The PEOPLE of the State of New York, Respondent, v. Ramon ROCHE, Defendant-Appellant.

Decided: August 30, 2001

ROSENBERGER, J.P., NARDELLI, TOM, ANDRIAS and ELLERIN, JJ. Theresa A. Foundy, for Respondent. Eunice C. Lee, for Defendant-Appellant.

Judgment, Supreme Court, New York County (Renee White, J.), rendered October 19, 1998, convicting defendant, after a jury trial, of murder in the second degree, and imposing a sentence of 25 years to life, reversed, on the law and the facts, and the matter remanded for a new trial.

We agree with defendant that the court erred in refusing his request for a charge on the affirmative defense of extreme emotional disturbance (Penal Law § 125.25[1][a] ) at his trial for the death of his common-law wife.

 “The extreme emotional disturbance defense requires proof of both subjective and objective elements.   The subjective element focuses on the defendant's state of mind at the time of the crime and requires sufficient evidence that the defendant's conduct was actually influenced by an extreme emotional disturbance.   This element is generally associated with loss of self-control.   The objective element requires proof of a reasonable explanation or excuse for the emotional disturbance” (People v. Harris, 95 N.Y.2d 316, 319, 717 N.Y.S.2d 82, 740 N.E.2d 227 [citations omitted] ).   To be entitled to such a charge, a court must determine that sufficient evidence has been presented for the jury to find, by a preponderance of the evidence, that the subjective and objective elements have been established (id.).   In considering whether the extreme emotional defense should have been charged, the evidence must be viewed in the light most favorable to the defendant (id., at 320, 717 N.Y.S.2d 82, 740 N.E.2d 227).
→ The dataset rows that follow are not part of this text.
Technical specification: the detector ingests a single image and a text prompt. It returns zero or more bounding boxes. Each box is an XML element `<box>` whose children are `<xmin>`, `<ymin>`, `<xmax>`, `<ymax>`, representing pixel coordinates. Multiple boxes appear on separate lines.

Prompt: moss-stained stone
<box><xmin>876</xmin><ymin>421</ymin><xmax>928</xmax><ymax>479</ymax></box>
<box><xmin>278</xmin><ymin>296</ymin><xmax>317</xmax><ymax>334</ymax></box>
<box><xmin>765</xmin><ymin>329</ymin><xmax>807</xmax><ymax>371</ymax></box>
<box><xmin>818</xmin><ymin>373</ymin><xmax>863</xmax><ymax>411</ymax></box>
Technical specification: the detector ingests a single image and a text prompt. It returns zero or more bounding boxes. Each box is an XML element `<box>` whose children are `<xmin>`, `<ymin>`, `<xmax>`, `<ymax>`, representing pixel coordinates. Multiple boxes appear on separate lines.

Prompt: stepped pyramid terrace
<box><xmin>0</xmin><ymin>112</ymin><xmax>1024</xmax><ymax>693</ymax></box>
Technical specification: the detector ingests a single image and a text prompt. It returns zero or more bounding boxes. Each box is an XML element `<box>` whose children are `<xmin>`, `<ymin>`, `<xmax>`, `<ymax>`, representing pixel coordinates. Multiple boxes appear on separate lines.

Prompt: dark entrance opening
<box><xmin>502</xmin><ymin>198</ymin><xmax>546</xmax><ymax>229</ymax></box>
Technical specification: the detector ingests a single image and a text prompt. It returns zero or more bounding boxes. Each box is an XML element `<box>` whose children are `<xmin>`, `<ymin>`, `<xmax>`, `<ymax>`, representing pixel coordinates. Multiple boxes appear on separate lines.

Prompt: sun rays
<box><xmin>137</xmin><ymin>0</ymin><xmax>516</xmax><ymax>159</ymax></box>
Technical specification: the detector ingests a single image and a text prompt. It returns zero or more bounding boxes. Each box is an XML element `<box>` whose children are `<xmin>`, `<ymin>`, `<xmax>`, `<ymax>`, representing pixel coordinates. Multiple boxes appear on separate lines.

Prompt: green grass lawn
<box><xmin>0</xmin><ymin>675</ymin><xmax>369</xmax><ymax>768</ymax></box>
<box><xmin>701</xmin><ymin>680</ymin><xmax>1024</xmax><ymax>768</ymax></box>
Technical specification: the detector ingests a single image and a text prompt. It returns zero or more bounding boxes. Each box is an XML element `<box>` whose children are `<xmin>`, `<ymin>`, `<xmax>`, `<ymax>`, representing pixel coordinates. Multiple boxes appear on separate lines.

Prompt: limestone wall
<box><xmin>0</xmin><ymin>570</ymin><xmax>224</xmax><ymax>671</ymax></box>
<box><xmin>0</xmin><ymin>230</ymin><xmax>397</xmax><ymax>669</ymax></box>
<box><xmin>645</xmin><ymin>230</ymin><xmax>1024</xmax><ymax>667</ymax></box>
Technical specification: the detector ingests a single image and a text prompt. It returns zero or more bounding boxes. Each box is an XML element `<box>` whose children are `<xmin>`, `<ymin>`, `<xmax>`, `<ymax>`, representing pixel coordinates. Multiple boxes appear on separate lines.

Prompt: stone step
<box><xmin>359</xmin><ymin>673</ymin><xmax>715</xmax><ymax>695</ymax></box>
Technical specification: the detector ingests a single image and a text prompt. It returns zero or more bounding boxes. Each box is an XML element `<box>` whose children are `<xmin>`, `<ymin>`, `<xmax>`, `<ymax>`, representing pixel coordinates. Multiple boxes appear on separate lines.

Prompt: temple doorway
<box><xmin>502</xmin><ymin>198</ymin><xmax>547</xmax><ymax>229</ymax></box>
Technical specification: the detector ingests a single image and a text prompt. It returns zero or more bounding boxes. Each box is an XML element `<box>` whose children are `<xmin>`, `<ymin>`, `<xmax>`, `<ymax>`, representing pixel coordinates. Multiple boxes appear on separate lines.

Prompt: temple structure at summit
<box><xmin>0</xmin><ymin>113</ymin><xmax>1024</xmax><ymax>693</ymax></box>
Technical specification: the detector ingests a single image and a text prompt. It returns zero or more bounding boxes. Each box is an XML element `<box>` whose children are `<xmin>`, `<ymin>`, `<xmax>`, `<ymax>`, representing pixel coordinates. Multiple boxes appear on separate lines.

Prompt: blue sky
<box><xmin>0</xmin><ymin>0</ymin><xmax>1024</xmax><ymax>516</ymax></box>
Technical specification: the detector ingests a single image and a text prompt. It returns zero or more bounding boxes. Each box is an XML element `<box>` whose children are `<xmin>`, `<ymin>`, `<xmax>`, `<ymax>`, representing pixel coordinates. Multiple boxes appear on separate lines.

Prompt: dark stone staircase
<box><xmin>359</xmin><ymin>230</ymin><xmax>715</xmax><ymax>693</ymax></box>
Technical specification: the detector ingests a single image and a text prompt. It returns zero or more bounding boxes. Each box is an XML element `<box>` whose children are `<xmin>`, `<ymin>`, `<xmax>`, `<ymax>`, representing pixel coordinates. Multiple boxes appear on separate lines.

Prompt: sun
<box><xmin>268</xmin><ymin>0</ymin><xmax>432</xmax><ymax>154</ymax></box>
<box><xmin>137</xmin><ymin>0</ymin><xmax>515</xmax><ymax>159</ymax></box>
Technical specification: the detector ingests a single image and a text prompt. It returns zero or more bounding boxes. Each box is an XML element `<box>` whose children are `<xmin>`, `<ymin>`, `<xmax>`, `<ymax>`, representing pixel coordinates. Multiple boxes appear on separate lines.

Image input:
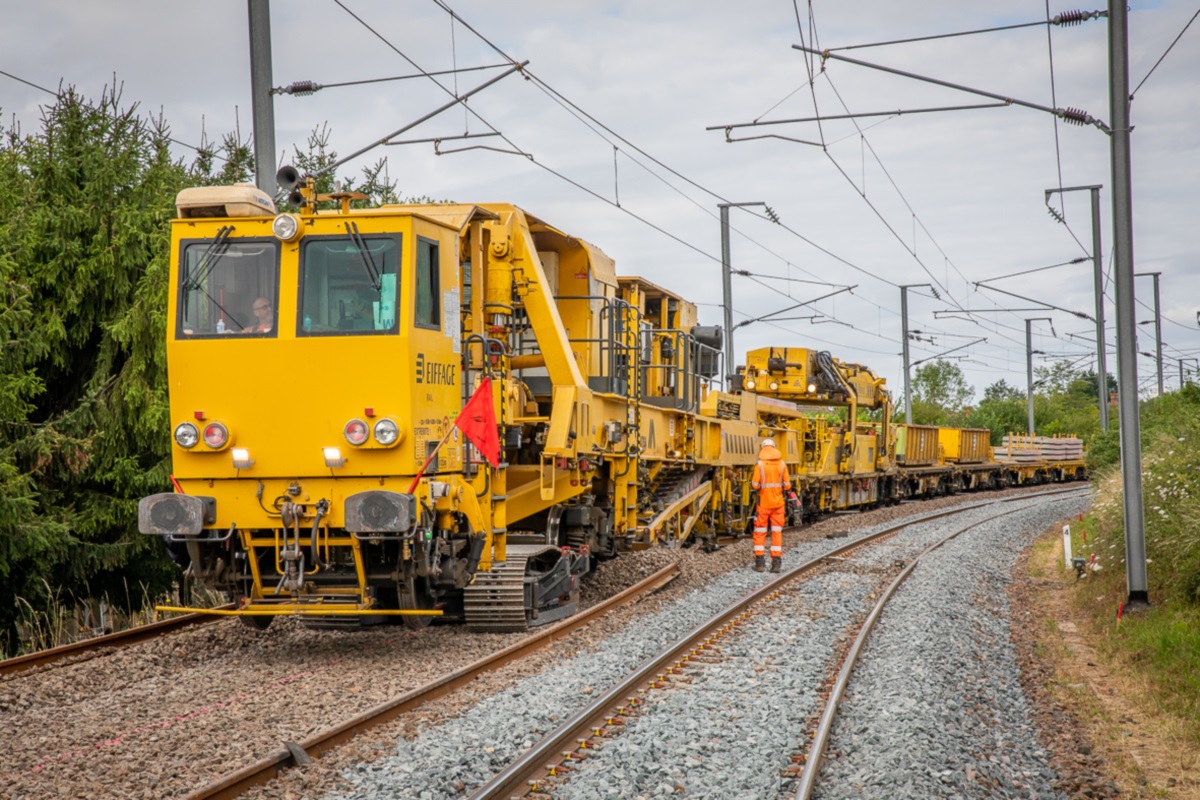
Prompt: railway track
<box><xmin>0</xmin><ymin>488</ymin><xmax>1089</xmax><ymax>798</ymax></box>
<box><xmin>0</xmin><ymin>603</ymin><xmax>233</xmax><ymax>675</ymax></box>
<box><xmin>187</xmin><ymin>564</ymin><xmax>679</xmax><ymax>800</ymax></box>
<box><xmin>470</xmin><ymin>488</ymin><xmax>1080</xmax><ymax>800</ymax></box>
 Here, there is sufficient evidence from which a jury could conclude that defendant lost self-control.   In fact, the People argued during summation that defendant “snapped” and killed his wife in a “frenzied” “fit of rage.”   The source of the rage was the contentious and volatile relationship between defendant and his wife, which was characterized by her repeated “yelling,” “berating” and “making demands” of defendant.   There is proof that on the day of the murder, she had been out until the early morning the previous night, she had made a number of demands, which required defendant to walk up and down the stairs to their fifth floor walk-up apartment, and that she yelled at and berated him during a heated argument.   The People also argued that the slashes the wife sustained in the face showed “deep seated passionate emotion.”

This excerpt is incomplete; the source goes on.